Memang backgroundnya kubuat macam-macam. Ada lukisan Bunda yang seolah-olah sedang berdiri di pura Bali, sementara Bunda pun berpose sambil memikul gentong biasa. Gentong itu kulukis berbeda dengan aslinya. Sengaja gentongnya kubuat seperti ada ukirannya. Sementara Bunda pun menyelipkan bunga kemboja di belakang telinganya.

Tapi setelah lukisannya jadi, Bunda sendiri terkagum-kagum. Karena di lukisan itu Bunda seolah sedang berada di Bali. Sementara gentong murahan itu pun jadi gentong berukir.

Begitu pula dalam lukisan Bunda sedang berada di tengah hutan, sebenarnya hutan itu hanya imajinasiku belaka. Tapi kubuat sedemikian rupa, seolah-olah Bunda sedang memeluk sebuah pohon di tengah hutan. Padahal yang sedang dipeluk oleh Bunda hanya tiang rumah panggung ini.

Aku melukis seperti kerasukan setan saking cepatnya. Dalam tempo empat bulan, aku sudah berhasil menyelesaikan 30 buah lukisan…!

Jadi satu lukisan rata-rata bisa kuselesaikan dalam 4 hari. Karena dalam 120 hari aku bisa menyelesaikan 30 buah lukisan. Dalam kualitas yang lebih baik pula kalau dibandingkan dengan 10 lukisan yang sudah dibeli oleh Mr.
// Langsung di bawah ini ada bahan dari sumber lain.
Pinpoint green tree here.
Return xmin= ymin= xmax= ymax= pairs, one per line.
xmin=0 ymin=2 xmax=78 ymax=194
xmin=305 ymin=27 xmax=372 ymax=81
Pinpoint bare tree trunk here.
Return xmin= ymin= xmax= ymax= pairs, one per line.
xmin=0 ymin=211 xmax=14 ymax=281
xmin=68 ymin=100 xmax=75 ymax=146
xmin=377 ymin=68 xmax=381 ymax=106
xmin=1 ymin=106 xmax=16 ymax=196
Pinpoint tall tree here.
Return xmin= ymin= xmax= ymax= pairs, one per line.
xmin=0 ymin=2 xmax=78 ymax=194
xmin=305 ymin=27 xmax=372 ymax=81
Gustav itu. Karena bakat melukisku semakin terlatih dengan lukisan-lukisan yang sudah dan tengah kukerjakan.

Aku sudah hafal bagaimana bentuk sekujur tubuh Bunda, yang lalu membuatku lancar-lancar saja melukisnya, meski Bunda sedang masak atau mencuci di belakang.

Dan jujur saja, aku seperti mendapatkan doping sehingga aku bisa melukis seproduktif itu. Doping itu adalah… memek Bunda…!

Kalau sedang melukis, lantas kontolku ngaceng, saking dalamnya menghayati bentuk Bunda di dalam lukisanku, aku tak ragu-ragu untuk mengajak Bunda bersetubuh dulu. Dan Bunda tak pernah menolakku, kecuali kalau Bunda sedang datang bulan.

Setelah puas menyetubuhi Bunda, aku pun melukis lagi. Bukannya terkapar di atas tempat tidur.

Aku melukis terus dengan hati yang senantiasa nyaman. Tiada kata lelah di dalam otakku. Karena aku selalu dihibur oleh Bunda.

Terkadang ketika kontolku ngaceng, tapi Bunda sedang datang bulan, Bunda bisa melakukan “sesuatu” yang mampu membuat kontolku ngecrot. Bunda mengoralku dengan trampil sekali. Sampai air maniku berhamburan di dalam mulutnya, yang lalu Bunda telan tanpa ragu.

Cita-citaku sudah menjadi kenyataan. Di atas tanah yang dahulu hanya ditumbuhi rumput ilalang, kini sudah menjadi sebuah rumah megah yang terdiri dari dua lantai.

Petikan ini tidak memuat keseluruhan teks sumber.